COOPERSTOWN, N.Y. – In the bottom right-hand corner of the glass display housing some Roy Halladay artifacts in the Hall of Fame, there’s a baseball with the blue pen tracelines of two fingers cutting diagonally across the horseshoe part of the seams.
It’s a memento from the 2008 all-star game, but the significance is in its backstory. During an outfield conversation before the Midsummer Classic, Halladay asked Mariano Rivera how he threw his legendary cutter. The New York Yankees closer gladly obliged, sharing with the Toronto Blue Jays ace the secret behind his bat-shredding weapon.
Eleven years later, Rivera recounted the exchange in Cooperstown ahead of Sunday’s induction ceremonies for the two pitching giants part of the Baseball Hall of Fame’s Class of 2019. Although the Hall’s placard says Rivera traced his fingers on the ball for Halladay, Rivera remembers it differently, saying, “I didn’t trace it. He did that.”
But the rest of the story, complete with Derek Jeter and the rest of the Yankees fining Rivera in Kangaroo Court for helping an ace opponent, is on the money.
“When you have all-star games, you always chit-chat with the guys, exchanging success (stories), just talking,” Rivera said Saturday. “I was talking with Halladay and he asked me how I throw the cutter and I taught him. He did good and my guys got mad at me because I taught him. But it’s all right. That’s part of me.”
Their conversation is reflective of both men, Halladay always seeking ways to improve, even as he was dominating the majors, Rivera always generous, even it meant helping an opponent.
The latter belies the competitiveness of baseball’s all-time saves leader, whose ruthlessness in closing out opponents on the mound stood in such stark contrast to his joy in helping others when off it.
“I’ll tell you what, I’m going to put it like this: If I was going to charge the guys that I gave advice, I would have made a lot more money. That’s how many players, hitters and pitchers, I spoke to and I gave them advice,” he said of the dichotomy between trying to both help and defeat rivals.
“It’s a part of me. I always want people to do good and to have success. If I had to do something for them to be successful, I would do it.”
Of course, copying Rivera’s grip was far easier than actually executing the pitch the way he did, which is why he’s very much one of a kind.

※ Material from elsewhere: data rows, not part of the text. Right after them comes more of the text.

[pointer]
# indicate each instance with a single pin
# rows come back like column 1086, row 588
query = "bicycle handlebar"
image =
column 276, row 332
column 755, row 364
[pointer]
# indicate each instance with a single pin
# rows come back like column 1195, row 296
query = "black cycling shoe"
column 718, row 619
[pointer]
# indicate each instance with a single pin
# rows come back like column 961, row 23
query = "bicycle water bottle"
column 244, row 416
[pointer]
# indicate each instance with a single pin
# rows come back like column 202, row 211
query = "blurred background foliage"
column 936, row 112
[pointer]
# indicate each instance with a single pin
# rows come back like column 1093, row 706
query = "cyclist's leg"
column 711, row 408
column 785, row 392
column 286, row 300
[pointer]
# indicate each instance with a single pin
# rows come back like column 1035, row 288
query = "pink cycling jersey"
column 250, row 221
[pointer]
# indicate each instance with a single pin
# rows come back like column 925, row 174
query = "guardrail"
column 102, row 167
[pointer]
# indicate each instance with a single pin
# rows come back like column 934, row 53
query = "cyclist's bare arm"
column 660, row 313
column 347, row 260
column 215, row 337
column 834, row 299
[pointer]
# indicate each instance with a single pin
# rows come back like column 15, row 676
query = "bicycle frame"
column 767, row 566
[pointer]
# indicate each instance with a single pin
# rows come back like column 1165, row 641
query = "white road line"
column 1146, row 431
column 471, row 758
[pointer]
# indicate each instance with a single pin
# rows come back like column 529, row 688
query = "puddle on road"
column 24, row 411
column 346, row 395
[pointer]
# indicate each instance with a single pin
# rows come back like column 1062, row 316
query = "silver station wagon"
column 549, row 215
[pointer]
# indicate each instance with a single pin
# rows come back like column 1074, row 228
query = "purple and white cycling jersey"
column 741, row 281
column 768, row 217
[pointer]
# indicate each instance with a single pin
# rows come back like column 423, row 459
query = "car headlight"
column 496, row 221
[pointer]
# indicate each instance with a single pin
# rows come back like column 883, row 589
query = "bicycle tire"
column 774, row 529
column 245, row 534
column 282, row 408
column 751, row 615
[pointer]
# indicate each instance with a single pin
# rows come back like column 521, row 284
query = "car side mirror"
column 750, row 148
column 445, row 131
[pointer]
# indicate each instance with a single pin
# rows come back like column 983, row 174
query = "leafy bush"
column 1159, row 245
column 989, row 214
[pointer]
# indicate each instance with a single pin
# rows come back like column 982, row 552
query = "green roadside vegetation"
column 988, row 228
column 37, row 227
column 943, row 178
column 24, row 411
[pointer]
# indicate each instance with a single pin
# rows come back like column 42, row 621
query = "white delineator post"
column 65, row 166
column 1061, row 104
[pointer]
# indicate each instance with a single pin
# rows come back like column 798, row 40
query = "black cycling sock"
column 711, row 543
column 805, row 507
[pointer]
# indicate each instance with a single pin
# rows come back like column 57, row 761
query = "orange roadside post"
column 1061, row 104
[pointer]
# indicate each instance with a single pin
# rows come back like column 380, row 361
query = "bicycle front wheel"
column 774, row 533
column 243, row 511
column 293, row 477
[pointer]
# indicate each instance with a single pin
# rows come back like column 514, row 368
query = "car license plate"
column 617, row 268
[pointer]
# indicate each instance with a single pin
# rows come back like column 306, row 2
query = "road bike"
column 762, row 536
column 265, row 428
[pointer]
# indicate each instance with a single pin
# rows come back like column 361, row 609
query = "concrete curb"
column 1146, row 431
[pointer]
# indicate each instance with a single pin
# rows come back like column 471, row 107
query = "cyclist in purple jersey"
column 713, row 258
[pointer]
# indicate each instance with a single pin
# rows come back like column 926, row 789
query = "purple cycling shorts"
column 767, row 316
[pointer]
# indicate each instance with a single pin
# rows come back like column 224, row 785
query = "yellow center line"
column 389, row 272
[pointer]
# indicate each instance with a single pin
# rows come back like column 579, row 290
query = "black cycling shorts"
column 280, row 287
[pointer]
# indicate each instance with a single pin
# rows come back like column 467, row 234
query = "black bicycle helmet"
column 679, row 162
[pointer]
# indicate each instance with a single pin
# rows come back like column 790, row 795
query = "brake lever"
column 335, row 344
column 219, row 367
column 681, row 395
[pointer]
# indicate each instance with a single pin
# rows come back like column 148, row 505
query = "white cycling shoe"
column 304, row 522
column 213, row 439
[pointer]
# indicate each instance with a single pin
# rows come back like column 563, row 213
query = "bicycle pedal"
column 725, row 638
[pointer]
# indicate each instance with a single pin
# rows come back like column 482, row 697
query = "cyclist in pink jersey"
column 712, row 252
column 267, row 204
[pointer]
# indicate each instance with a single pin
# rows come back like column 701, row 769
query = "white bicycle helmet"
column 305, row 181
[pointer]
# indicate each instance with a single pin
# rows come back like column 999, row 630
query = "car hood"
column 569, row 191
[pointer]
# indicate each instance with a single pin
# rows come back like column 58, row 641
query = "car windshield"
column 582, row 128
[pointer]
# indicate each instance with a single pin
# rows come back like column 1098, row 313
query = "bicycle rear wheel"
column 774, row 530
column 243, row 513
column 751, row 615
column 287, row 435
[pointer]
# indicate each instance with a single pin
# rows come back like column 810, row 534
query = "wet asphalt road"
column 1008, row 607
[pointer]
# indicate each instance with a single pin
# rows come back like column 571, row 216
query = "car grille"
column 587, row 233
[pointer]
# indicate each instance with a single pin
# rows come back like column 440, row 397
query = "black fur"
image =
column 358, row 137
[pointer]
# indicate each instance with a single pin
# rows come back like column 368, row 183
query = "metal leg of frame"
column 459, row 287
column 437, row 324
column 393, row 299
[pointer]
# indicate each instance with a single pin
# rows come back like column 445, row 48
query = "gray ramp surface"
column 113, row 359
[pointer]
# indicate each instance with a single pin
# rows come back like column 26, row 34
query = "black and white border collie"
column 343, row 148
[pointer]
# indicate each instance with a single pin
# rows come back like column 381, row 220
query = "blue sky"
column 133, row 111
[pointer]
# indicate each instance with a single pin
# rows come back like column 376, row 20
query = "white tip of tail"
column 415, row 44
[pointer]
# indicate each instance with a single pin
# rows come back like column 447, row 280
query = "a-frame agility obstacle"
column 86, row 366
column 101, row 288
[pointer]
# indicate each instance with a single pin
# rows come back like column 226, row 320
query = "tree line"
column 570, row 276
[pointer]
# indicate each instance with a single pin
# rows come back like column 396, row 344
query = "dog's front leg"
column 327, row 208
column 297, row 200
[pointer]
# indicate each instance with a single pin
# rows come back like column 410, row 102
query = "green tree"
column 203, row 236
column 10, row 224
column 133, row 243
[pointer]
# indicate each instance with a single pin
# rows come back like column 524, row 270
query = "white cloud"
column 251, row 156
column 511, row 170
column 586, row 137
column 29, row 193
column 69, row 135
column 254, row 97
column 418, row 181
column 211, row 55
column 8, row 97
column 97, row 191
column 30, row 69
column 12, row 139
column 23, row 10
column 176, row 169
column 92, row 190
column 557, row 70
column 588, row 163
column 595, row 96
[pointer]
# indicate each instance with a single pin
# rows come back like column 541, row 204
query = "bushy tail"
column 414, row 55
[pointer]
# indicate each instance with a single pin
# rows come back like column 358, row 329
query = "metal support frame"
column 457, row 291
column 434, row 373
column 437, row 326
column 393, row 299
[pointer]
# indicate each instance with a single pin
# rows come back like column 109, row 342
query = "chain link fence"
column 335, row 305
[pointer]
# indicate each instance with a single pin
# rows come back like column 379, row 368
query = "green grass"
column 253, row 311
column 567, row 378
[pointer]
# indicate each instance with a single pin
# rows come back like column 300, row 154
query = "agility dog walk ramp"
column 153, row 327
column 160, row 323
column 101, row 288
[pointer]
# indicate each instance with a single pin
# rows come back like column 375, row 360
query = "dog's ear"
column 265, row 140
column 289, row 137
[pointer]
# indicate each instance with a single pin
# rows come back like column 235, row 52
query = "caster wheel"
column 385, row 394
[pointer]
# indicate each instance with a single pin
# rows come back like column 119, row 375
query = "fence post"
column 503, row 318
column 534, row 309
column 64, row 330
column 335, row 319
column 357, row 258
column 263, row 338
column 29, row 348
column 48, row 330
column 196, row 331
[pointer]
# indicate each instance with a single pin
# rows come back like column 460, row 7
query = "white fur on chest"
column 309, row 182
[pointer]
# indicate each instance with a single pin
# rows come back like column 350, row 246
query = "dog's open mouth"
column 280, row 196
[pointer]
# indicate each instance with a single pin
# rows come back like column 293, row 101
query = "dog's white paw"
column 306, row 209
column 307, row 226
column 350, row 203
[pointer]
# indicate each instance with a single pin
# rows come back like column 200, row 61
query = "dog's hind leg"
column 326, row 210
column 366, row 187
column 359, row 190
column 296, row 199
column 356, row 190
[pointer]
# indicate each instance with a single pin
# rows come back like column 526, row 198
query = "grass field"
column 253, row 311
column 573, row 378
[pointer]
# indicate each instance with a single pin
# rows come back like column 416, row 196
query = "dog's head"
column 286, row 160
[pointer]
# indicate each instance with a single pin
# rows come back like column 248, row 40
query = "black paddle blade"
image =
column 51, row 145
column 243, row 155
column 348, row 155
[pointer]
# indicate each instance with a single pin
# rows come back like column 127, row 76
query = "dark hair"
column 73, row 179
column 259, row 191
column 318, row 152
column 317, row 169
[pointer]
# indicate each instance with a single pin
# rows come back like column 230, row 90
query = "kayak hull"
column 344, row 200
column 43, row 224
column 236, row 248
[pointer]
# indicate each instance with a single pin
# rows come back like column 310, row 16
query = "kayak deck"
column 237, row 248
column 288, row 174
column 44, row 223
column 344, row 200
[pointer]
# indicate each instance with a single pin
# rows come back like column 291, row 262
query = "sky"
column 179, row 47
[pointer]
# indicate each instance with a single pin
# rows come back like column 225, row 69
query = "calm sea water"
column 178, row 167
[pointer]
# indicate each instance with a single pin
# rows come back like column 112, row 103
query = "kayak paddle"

Halladay, in his own way, was a unicorn as well, and interestingly, the cutter became an important pitch for him in the latter part of his career. According to Brooks Baseball, his cutter usage went from 33.77 per cent in 2007 to 41.66 in 2008 and up to a peak of 49.62 in 2009.
During his second Cy Young season in 2010, Halladay threw the cutter 41.70 per cent of the time, opponents batting a paltry .254 against the pitch, compared to .289 against his legendary sinker.
Halladay would have revelled in the opportunity to interact with Rivera and fellow 2019 inductees Edgar Martinez, Mike Mussina, Lee Smith and Harold Baines. His determination to excel at his craft was universally respected, and his absence is being felt.
“I wish he could be here,” said Rivera.
“He earned it, he deserved it and he gave us a lot of great memories. A guy that was always giving his best and didn’t give up.”
Fittingly, the two hitters being inducted this year both had success against Halladay. Baines, in a limited sample, was 3-for-10 against Halladay, while Martinez went 8-for-18 with a homer, four RBIs and a walk.
“The fact that he could throw a sinker, cutter, two directions move the ball around with the speed – he used to throw hard – and then he had the breaking ball and an occasional changeup, it made him very difficult,” said Martinez. “He was very tough and then he was a fighter, and he could compete.”
Not having Halladay around for induction “is going to be tough,” said Martinez.
“We feel for his family. But hopefully being inducted into the Hall of Fame is something that can be helpful to his family.”
That has added somewhat of a somber tone to the weekend, although Smith has enjoyed getting to know Halladay’s wife Brandy, who will deliver the induction speech Sunday.
“I love Brandy, she is unbelievable. She’s funny,” said Smith. “I think she’s a smaller, better-looking version of Lee Smith. … And she’s country, she’s got horseshoes and all that kind of stuff.
“I don’t think she’s going to have any problems (delivering the speech). The only problem she might have is going too long, because like me, she gets a little long-winded sometimes. But her personality is unbelievable.”
Sunday will be her opportunity to show everyone that, and celebrate by the legions of fans who so came to admire her late husband.